On x86 Integer instructions _never_ waited for floating point opcode to retire. You can check it yourself by reading FPU status register busy flag - if FPU was blocking you could never catch it in BUSY state and FWAIT would be useless :-)

Abrash exploited the fact Pentium was the first time x87 FPU instructions could run pipelined overlapping one another. All other x86 vendors FPUs waited for previous FPU instruction to retire.

https://www.agner.org/optimize/microarchitecture.pdf page 47

    While floating point instructions in general cannot be paired, many can be pipelined, i.e. one
    instruction can begin before the previous instruction has finished. Example:
     fadd st1,st0 ; Clock cycle 1-3
     fadd st2,st0 ; Clock cycle 2-4
     fadd st3,st0 ; Clock cycle 3-5
     fadd st4,st0 ; Clock cycle 4-6
    Obviously, two instructions cannot overlap if the second instruction needs the result of the
    first one. Since almost all floating point instructions involve the top of stack register, ST0, 
    there are seemingly not very many possibilities for making an instruction independent of the
    result of previous instructions. The solution to this problem is register renaming. The FXCH
    instruction does not in reality swap the contents of two registers; it only swaps their names.

Paradoxically often mentioned Texture Divide every 16 pixels overlaps just fine on all CPUs and doesnt explain performance discrepancies. Intel FDIV latency is 19 cycles compared to Cyrix 24, mere 20% yet you need almost double the MHz on Cyrix to match FPS numbers. Answer lies in rest of Quake heavily pipelined FPU code.

gpderetta · on Dec 30, 2024

So that was not actually pipelining, but superscalar execution. Incidentally division wasn't pipelined at all.

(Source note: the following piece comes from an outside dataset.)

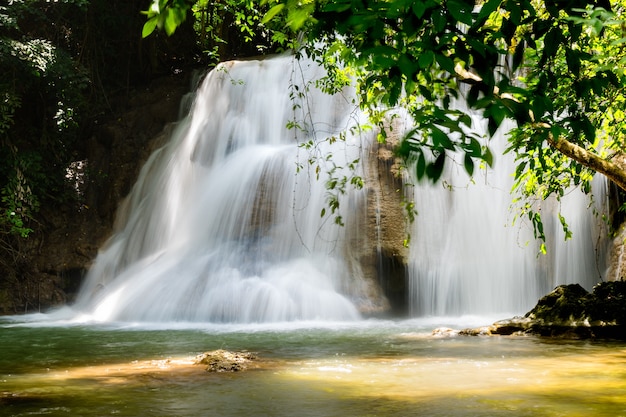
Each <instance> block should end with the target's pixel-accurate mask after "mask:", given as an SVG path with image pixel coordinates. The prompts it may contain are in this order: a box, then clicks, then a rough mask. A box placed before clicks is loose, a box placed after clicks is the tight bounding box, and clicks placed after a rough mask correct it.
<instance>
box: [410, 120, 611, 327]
mask: <svg viewBox="0 0 626 417" xmlns="http://www.w3.org/2000/svg"><path fill="white" fill-rule="evenodd" d="M478 126H479V125H478ZM504 143H505V138H504V137H503V136H502V134H500V135H499V136H498V137H495V138H493V139H492V141H491V143H490V145H489V146H490V148H491V150H492V152H494V155H496V157H495V158H496V159H495V167H494V169H486V170H485V169H483V170H478V169H476V170H475V172H474V178H473V180H470V178H469V177H468V175H467V174H466V173H465V170H464V168H463V165H462V162H460V163H459V162H456V163H455V162H453V163H449V164H448V167H447V171H446V174H445V175H444V177H443V179H442V183H443V184H437V185H425V184H420V185H419V186H418V187H416V189H415V192H414V195H415V198H414V200H415V208H416V210H417V211H418V213H419V215H418V216H417V217H416V222H415V225H414V229H413V230H414V233H415V237H416V238H415V239H414V241H413V244H412V246H411V266H410V272H409V274H410V280H409V286H410V297H411V300H412V303H411V311H412V313H413V314H414V315H418V316H422V315H431V316H440V315H463V314H470V313H471V314H493V313H500V314H502V315H503V317H507V314H520V313H525V312H527V311H529V310H530V309H531V308H532V307H533V306H534V305H535V304H536V303H537V300H538V299H539V298H540V297H542V296H543V295H545V294H546V293H548V292H550V291H551V290H552V289H553V288H554V287H555V286H557V285H560V284H573V283H579V284H581V285H582V286H583V287H585V288H586V289H587V290H588V291H590V290H591V289H592V287H593V286H594V285H595V284H597V283H598V282H600V281H601V280H602V279H603V278H602V275H603V274H604V272H605V269H606V266H605V259H604V257H605V246H606V239H605V240H604V242H605V243H602V242H603V240H602V237H603V236H605V234H606V227H605V225H604V224H603V221H602V217H601V215H594V213H593V210H592V209H591V208H588V207H589V206H591V207H593V208H595V209H596V210H598V211H599V212H600V213H601V212H602V211H605V212H606V209H607V204H606V201H605V200H606V193H605V191H604V188H605V186H604V184H605V181H604V179H603V178H597V179H596V180H594V192H595V193H596V199H597V201H596V202H595V203H593V204H590V196H587V195H585V194H583V193H582V192H581V191H580V190H578V189H573V190H571V191H570V192H569V193H568V195H566V196H565V197H564V198H562V201H561V204H560V210H561V213H562V215H563V216H564V217H565V219H566V221H567V223H568V226H569V228H570V230H571V231H573V237H572V238H571V239H570V240H568V241H566V240H565V234H564V232H563V228H562V226H561V223H560V221H559V219H558V211H559V205H558V203H556V201H553V200H549V201H544V202H539V203H536V206H535V209H538V210H539V211H540V213H541V215H542V221H543V223H544V232H545V235H546V242H545V243H546V247H547V254H546V255H539V245H540V243H541V242H540V241H539V240H537V239H535V238H534V236H533V232H532V224H531V223H530V221H529V220H528V219H527V218H525V217H522V218H518V219H516V220H515V222H514V215H515V214H516V213H519V211H516V209H515V208H514V206H513V205H512V199H513V197H512V195H511V187H512V185H513V177H512V173H513V172H514V169H515V164H514V160H513V156H512V155H503V154H502V153H503V152H502V151H503V149H504V147H503V144H504ZM459 160H460V161H462V160H463V159H462V157H461V158H459ZM514 223H515V224H514Z"/></svg>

ack_complete · on Dec 31, 2024

Pipelining did also play a role. The Quake inner rasterization loop has a decent amount of non-division math in it as well that leverages the Pentium's ability to execute FP add/multiplies at 1/cycle. The K6 and 6x86 FPUs were considerably slower -- 2 and 4 cyclesnon-pipelined (http://www.azillionmonkeys.com/qed/cpuwar.html).

Additionally, the FXCH instructions required to optimally schedule FPU instructions on the Pentium hurt 486/K6/6x86 performance even more since they cost additional cycles. Hard for the 6x86 to keep up when it takes 7 cycles to execute an FADD+FXCH pair vs. 1 for the Pentium.